Automatic injection devices offer an alternative to manually-operated syringes for delivering substances into patients' bodies and allow patients to self-administer injections. Automatic injection devices have been used to deliver medications under emergency conditions, for example, to administer epinephrine to counteract the effects of a severe allergic reaction. Automatic injection devices have also been described for use in administering anti-arrhythmic medications and selective thrombolytic agents during a heart attack (see e.g., U.S. Pat. Nos. 3,910,260; 4,004,577; 4,689,042; 4,755,169 and 4,795,433). Various types of automatic injection devices are also described in, for example, U.S. Pat. Nos. 3,941,130; 4,261,358; 5,085,642; 5,092,843; 5,102,393; 5,267,963; 6,149,626; 6,270,479; and 6,371,939 and U.S. Patent Publication No. WO/2008/005315.
Conventionally, an automatic injection device, when operated, causes a syringe in the device to move forwardly and a needle to project from a housing so that a substance contained in the syringe is ejected into a patient's body. In some cases, movement of the syringe toward the patient's skin such that the needle is inserted into the skin before pressurizing a substance inside the syringe helps prevent the substance from dripping out of the needle before the injection occurs.

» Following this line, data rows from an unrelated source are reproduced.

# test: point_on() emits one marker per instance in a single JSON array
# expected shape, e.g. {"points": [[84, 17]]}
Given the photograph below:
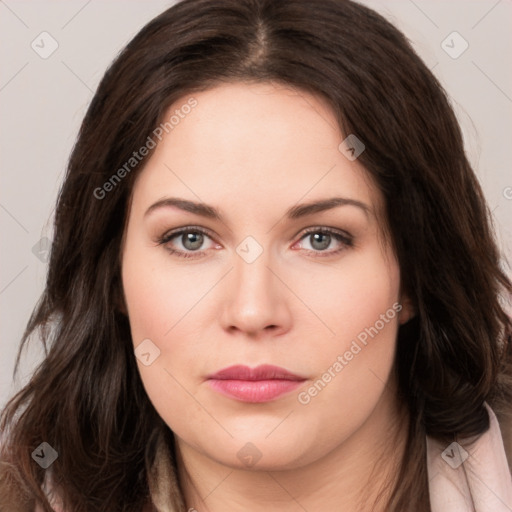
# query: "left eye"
{"points": [[321, 238], [192, 239]]}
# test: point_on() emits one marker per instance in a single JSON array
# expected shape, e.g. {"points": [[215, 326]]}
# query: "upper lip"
{"points": [[262, 372]]}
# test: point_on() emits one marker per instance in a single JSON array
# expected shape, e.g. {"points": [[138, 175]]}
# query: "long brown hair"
{"points": [[86, 399]]}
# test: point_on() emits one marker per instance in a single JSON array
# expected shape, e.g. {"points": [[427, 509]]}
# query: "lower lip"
{"points": [[255, 391]]}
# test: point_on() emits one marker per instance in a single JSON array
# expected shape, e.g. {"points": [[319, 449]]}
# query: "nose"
{"points": [[256, 301]]}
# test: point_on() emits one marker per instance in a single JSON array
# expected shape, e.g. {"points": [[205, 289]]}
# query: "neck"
{"points": [[350, 477]]}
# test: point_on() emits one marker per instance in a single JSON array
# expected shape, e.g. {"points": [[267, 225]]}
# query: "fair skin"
{"points": [[252, 152]]}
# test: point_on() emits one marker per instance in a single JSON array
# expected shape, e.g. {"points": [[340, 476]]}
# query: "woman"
{"points": [[273, 284]]}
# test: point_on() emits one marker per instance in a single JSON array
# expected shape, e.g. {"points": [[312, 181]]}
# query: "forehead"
{"points": [[260, 145]]}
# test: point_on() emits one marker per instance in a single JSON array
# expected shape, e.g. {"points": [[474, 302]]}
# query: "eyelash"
{"points": [[345, 238]]}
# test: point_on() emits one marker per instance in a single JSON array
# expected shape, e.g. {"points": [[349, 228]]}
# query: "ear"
{"points": [[408, 310]]}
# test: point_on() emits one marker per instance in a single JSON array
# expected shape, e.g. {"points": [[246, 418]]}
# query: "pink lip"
{"points": [[260, 384]]}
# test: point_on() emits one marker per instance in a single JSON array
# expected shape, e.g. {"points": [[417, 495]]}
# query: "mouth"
{"points": [[256, 385]]}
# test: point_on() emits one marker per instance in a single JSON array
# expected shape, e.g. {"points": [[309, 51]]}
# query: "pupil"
{"points": [[322, 245], [192, 240]]}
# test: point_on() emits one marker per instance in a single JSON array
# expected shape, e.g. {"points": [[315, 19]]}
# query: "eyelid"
{"points": [[339, 234]]}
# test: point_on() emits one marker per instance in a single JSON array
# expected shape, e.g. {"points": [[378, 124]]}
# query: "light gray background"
{"points": [[43, 101]]}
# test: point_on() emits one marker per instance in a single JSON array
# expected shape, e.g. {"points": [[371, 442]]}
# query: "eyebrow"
{"points": [[295, 212]]}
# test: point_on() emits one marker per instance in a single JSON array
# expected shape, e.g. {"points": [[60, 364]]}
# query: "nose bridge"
{"points": [[255, 299]]}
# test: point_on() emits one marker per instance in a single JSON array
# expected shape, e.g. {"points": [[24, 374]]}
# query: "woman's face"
{"points": [[260, 276]]}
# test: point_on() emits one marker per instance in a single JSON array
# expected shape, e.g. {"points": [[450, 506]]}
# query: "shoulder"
{"points": [[473, 475]]}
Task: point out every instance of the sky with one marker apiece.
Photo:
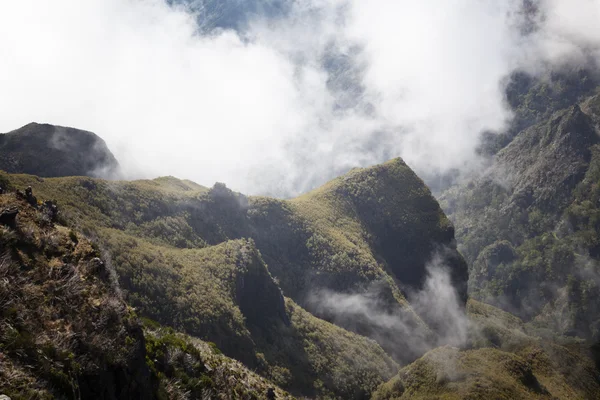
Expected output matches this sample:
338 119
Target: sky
288 100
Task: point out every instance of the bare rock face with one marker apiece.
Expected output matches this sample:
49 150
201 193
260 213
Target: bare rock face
52 151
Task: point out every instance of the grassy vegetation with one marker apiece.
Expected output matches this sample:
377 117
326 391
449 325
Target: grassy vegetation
66 332
373 226
62 321
504 362
531 231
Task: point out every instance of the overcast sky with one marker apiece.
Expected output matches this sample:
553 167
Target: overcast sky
285 103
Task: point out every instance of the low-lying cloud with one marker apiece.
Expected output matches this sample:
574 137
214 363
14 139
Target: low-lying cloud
288 102
437 303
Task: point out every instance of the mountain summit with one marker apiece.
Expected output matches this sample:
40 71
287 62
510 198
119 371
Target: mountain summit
48 151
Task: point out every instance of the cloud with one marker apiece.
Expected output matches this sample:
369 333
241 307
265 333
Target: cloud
287 102
437 303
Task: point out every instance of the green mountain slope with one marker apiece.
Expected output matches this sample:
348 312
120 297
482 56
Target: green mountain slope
529 226
506 362
67 333
196 259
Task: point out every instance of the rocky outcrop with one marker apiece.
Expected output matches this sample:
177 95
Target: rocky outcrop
50 151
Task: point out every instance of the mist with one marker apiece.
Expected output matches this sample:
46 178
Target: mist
287 101
436 303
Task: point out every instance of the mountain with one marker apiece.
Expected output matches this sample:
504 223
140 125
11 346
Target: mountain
244 272
66 331
528 226
35 148
357 289
506 361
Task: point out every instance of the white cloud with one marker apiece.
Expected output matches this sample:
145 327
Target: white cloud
257 111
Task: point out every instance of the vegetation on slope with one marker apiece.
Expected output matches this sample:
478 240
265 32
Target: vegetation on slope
511 365
357 233
65 331
529 228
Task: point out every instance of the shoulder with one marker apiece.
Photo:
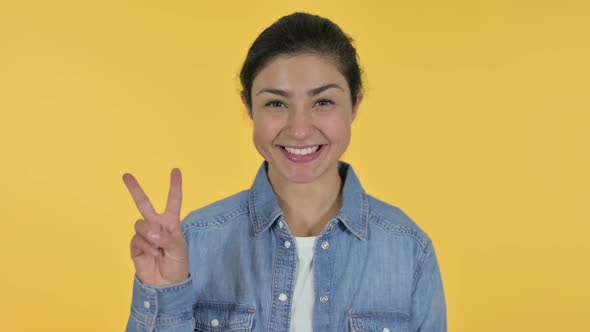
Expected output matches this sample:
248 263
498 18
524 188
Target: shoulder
218 213
396 222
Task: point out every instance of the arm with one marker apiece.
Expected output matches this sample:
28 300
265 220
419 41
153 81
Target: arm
429 306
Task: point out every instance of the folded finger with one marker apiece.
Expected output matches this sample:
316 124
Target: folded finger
150 231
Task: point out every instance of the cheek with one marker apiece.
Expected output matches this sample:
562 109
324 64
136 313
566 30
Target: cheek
265 131
337 130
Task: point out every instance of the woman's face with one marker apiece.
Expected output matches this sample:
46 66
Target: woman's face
302 113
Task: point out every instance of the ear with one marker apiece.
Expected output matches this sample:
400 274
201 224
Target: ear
245 102
359 98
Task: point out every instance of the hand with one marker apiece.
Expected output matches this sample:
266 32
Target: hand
158 249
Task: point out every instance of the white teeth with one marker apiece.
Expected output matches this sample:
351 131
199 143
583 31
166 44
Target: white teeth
302 152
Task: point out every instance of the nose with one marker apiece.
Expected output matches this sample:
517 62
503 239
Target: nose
300 124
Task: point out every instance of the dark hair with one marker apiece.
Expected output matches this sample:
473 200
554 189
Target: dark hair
300 33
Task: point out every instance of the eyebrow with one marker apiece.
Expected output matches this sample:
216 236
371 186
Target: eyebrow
311 93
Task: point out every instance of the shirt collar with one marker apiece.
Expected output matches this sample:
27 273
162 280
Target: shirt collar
354 214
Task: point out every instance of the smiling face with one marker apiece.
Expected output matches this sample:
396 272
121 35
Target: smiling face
302 113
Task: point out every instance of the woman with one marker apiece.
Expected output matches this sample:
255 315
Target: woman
305 248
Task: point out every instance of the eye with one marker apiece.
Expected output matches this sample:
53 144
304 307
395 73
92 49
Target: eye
275 103
324 102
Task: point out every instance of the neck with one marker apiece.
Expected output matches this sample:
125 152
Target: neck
308 207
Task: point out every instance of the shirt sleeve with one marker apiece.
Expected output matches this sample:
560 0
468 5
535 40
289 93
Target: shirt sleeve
429 307
162 308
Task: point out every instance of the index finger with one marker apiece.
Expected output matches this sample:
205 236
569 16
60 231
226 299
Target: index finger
141 200
175 193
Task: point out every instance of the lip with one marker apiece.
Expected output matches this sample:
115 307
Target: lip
302 159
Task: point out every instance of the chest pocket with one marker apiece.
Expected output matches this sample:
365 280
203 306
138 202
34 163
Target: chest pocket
223 317
379 321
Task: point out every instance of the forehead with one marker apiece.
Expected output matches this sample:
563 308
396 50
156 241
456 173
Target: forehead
302 71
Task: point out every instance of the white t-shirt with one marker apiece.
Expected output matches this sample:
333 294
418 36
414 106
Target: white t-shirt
303 295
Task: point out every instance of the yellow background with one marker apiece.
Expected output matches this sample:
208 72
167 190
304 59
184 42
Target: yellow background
476 122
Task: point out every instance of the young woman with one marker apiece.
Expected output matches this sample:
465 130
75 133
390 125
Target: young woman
305 248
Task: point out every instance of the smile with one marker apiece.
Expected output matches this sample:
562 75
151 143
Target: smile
302 152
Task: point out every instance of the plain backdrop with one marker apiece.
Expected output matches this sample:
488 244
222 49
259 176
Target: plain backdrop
475 122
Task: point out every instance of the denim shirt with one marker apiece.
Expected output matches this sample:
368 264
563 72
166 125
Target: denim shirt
374 269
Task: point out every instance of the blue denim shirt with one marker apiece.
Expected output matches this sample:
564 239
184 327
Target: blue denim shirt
374 269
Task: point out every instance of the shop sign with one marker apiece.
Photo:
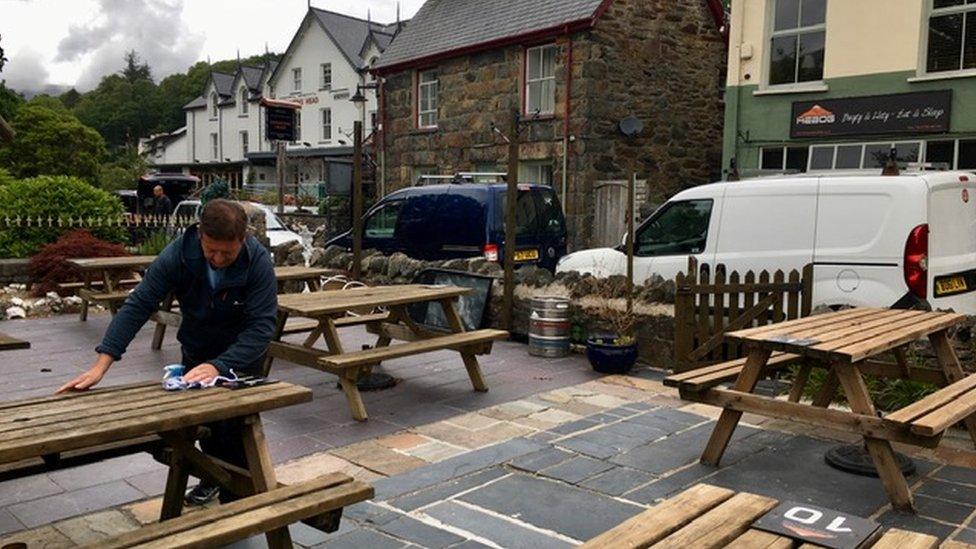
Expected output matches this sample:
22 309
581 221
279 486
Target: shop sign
905 113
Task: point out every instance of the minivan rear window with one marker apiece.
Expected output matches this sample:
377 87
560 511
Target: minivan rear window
677 228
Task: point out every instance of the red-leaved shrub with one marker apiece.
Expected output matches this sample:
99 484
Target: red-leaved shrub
50 267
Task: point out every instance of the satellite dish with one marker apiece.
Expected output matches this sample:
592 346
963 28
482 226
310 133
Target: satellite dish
631 126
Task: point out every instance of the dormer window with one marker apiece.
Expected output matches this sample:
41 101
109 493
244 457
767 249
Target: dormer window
242 101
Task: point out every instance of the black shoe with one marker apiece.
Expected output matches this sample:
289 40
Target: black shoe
202 493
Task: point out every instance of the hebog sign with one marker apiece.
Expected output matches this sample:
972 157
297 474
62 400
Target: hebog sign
922 112
279 119
817 525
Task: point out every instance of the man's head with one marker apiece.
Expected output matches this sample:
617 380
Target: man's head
223 226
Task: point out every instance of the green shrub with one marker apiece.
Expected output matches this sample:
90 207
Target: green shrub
53 197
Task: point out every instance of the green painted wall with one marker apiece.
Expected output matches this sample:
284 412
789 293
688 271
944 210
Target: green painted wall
763 120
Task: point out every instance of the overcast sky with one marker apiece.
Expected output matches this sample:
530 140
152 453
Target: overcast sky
77 42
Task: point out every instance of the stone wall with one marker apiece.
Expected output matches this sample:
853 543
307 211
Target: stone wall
659 60
594 301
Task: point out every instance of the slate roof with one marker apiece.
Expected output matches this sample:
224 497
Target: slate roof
351 33
444 26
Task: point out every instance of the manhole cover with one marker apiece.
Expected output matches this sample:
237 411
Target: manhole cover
854 458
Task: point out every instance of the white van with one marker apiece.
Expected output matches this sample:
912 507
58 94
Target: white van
878 241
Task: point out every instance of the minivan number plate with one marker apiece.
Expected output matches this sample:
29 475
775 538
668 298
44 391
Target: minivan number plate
526 255
952 285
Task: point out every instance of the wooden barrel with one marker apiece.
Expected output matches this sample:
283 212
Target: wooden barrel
549 327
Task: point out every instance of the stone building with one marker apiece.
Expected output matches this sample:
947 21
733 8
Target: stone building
573 69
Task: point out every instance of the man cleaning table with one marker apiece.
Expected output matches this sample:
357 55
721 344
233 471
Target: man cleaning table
225 283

Conventional automatic injection devices can occasionally fail due to suboptimal minimum forces (FtFs) required to actuate their firing mechanisms. Conventional devices can misfire even when their firing mechanisms are not engaged with a substantial amount of force, or fail to fire even when their firing mechanisms are engaged with a substantial amount of force. For example, in a conventional device with a lower than optimal FtF, an inadvertent tap on the firing mechanism may engage the firing mechanism and cause the device to misfire and expel the substance contained in the device. This may lead to wastage or misdelivery of the substance before the patient has attached the automatic injection device to his/her body for an injection. Conversely, in a conventional device with a higher than optimal FtF, even a moderate or large force applied by a patient on the firing mechanism may fail to engage the firing mechanism and may fail to expel the substance contained in the device. This may require patients to apply excessive amounts of force to the firing mechanism to expel the substance, which may be uncomfortable to many patients and even intolerably uncomfortable to particularly frail patients. Such variability in the FtF required to actuate the firing mechanism is not desirable in automatic injection devices.